It may well be that you need some way to insulate the living area from the attic, and then provide for a way to actively (as in a fan and duct) transfer the heat down when needed. This would allow the storage temp to vary over a wider range, since you are not living "in the storage".

One (perhaps a bit goofy) way that Nick Pine tells people to slow down the heat transfer from an overhead heat store is to attach a layer of aluminum foil to the ceiling of the living area. This slows down the heat transfer rate by radiation from the ceiling into the living area. Insulation would do the same thing.

Gary


----------



## moocow (Jan 6, 2010)

1000 gallons in your attic?? I think a gallon of water weighs 8lbs. Due the math thats 8000 lbs in you attic!! Hope you have extra support up there. My house pops and cracks when there are three guys up there let alone 8000 lbs.


----------



## conscious (Jan 4, 2005)

moocow said:


> 1000 gallons in your attic?? I think a gallon of water weighs 8lbs. Due the math thats 8000 lbs in you attic!! Hope you have extra support up there. My house pops and cracks when there are three guys up there let alone 8000 lbs.


That 8,000 lbs is spread out over 80 sq ft. which comes out to 100 lbs/sq ft. Kind of like having refrigerators side by side up in the attic. 6x6 ceiling beams/joists carrying the load down through interior walls to quadrupled and tripled floor joists take care of the extra support. I know it sounds like a lot but believe it or not, the attic floor decking is 2x6 tongue & groove which itself supports up to 100 lbs/sq ft. according to the mfg.


----------



## conscious (Jan 4, 2005)

SolarGary said:


> It may well be that you need some way to insulate the living area from the attic, and then provide for a way to actively (as in a fan and duct) transfer the heat down when needed. This would allow the storage temp to vary over a wider range, since you are not living "in the storage".


Thanks Gary.

To me it seems counterproductive to be "living in the storage" as you put it (ie heating the attic with supplemental heat) which is what happens if I don't insulate the attic from the living space. Why heat that space? Am I thinking right?


----------



## SolarGary (Sep 8, 2005)

conscious said:


> Thanks Gary.
> 
> To me it seems counterproductive to be "living in the storage" as you put it (ie heating the attic with supplemental heat) which is what happens if I don't insulate the attic from the living space. Why heat that space? Am I thinking right?

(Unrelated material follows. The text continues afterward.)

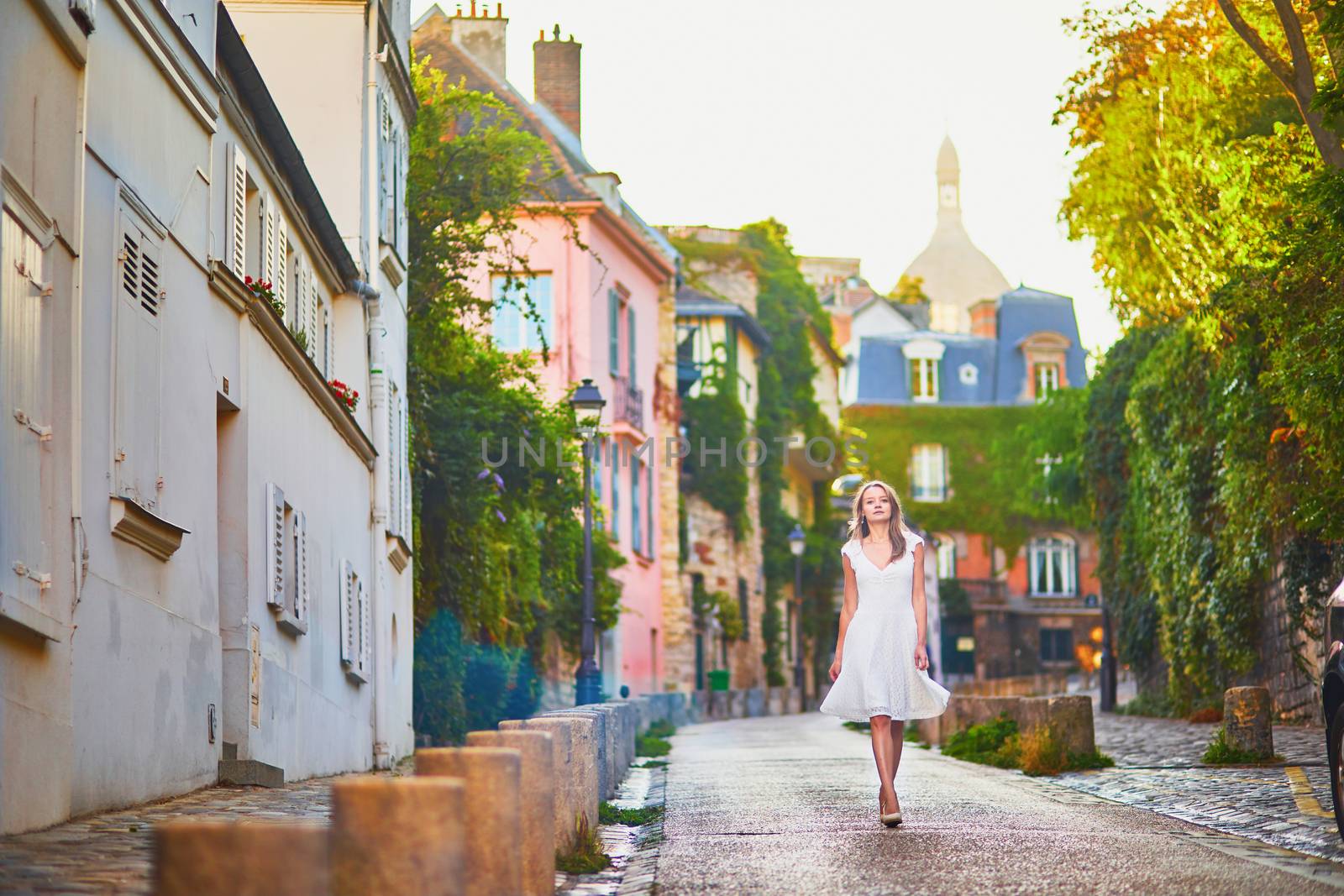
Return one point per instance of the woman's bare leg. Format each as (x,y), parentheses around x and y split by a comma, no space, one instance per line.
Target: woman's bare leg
(880,731)
(898,739)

Hi -- not sure exactly what you mean, but what I was trying to say was that if the attic storage and the living space are tightly thermally coupled (ie not insulated from each other), then you can't really let the storage in the attic get to hot, or it will overheat the living space. 
With the attic storage and living space insulated from each other, you can run the storage up as hot as the collector will make -- this means you need much less storage weight to do the job.

Hope you will tell us how this comes out, and what you conclude is the best way to go.

Gary


----------



## survivalpro (Nov 14, 2009)

Just a thought:

Since you are using a fan to blow the heat into the living space you could use a simple thermostat in the living area to turn off the fan. This could be a three way thermostat that will also open an roof vent to cool the attic and water tank down.

Might work!


----------



## speedfunk (Dec 7, 2005)

How are things working latley? Have you insulated attic? 

another thought that might be simplier is to move your water (mass) out into the sun room. Then by opening and closing doors you could regulate heat. It would also have added benefit of moderating the collector (sun room) temps. Very simple and passive..less to go wrong 

I hope it figure it out... You have some cool idea's 
Jeff


----------